25 Oreo cookies, broken into rough pieces
3 tbsp unsalted butter, melted
1 pint dulce de leche ice
1 pint vanilla ice cream
1 pint chocolate ice cream
1/2 cup finely crushed Skor bars
Ttoasted and chopped pecans (for sprinkling on top)
Caramel Sauce (favorite recipe)
Whipped cream

Preheat the oven to 325. Process the Oreos in a food processor until finely and evenly ground, about 30 seconds. With the machine running, pour the butter through the feed tube and continue to process until the mixture resembles wet sand (you should have about 2 cups).

Transfer 2/3 cup of the crumbs to a 9-inch springform pan. Use the bottom of a measuring cup to press the crumbs into an even layer. Bake until the crust is fragrant and set, 5 to 10 minutes. Cool on a wire rack.

Scoop the dulce de leche ice cream into a large bowl and work to soften. Spread the ice cream evenly over the cooled crust. Sprinkle another 2/3 cup Oreo crumbs over the ice cream and pack them down lightly. Wrap tightly with plastic wrap and freeze until the ice cream is just firm, about 30 minutes. Repeat with the vanilla ice cream and the remaining 2/3 cup of Oreo crumbs, wrap tightly, and freeze for another 30 minutes. Soften the chocolate ice cream, spread evenly in the pan, and smooth the top. Rewrap the pan tightly with plastic wrap and freeze until firm, about 8 hours.
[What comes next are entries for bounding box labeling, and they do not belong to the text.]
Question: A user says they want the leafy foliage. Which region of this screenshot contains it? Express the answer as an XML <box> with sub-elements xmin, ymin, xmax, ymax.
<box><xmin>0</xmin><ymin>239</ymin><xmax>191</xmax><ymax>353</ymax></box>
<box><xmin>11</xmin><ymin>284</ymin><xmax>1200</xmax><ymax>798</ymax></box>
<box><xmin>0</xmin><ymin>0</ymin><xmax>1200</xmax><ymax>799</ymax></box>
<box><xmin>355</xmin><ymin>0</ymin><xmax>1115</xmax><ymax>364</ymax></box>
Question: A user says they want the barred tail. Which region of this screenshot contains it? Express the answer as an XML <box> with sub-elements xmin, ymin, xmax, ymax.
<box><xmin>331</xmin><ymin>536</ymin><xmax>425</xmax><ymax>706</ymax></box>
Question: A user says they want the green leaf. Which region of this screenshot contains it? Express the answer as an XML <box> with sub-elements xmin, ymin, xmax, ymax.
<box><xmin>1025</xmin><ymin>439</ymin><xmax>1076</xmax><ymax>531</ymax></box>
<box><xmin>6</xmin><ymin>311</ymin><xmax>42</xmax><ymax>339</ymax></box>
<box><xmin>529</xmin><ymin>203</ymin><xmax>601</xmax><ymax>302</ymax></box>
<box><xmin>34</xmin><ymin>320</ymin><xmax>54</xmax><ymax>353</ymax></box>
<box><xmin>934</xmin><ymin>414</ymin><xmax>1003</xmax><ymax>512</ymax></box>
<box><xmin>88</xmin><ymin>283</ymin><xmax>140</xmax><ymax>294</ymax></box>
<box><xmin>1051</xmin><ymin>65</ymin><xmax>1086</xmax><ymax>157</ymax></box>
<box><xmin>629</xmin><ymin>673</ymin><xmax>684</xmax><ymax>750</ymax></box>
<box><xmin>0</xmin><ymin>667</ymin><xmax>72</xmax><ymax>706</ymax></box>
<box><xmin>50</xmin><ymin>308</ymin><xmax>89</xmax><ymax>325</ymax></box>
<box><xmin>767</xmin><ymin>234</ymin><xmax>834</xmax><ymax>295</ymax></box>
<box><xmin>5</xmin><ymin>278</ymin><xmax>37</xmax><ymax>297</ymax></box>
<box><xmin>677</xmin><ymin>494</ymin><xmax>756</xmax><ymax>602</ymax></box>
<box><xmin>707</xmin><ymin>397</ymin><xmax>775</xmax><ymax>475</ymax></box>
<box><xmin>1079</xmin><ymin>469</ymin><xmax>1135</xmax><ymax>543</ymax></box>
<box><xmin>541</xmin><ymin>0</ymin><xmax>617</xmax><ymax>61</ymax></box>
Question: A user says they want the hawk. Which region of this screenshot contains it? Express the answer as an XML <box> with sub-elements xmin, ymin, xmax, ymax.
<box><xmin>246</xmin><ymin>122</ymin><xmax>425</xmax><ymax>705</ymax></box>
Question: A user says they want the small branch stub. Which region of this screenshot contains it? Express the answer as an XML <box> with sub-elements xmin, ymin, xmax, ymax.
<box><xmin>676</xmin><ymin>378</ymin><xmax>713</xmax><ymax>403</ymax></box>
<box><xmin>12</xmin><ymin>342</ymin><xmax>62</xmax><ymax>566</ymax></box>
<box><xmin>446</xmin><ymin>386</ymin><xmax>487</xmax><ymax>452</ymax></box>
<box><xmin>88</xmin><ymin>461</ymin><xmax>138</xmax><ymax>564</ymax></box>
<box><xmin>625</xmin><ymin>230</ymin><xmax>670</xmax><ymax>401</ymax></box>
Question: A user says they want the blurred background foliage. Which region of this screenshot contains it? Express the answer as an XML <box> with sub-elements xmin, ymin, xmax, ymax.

To serve, run a hot paring knife between the springform pan and the cake, then remove the sides of the pan. Slide a thin metal spatula between the crust and the pan bottom to loosen, then slide the cake onto a serving platter. Press the Skor bars onto the sides of the cake and sprinkle pecans over the top. Serve with a Caramel Sauce and whipped cream. Serves 8 to 10

To Make Ahead: The ice cream cake can be assembled and frozen in the springform pan, wrapped tightly with plastic wrap, for up to 1 week before serving.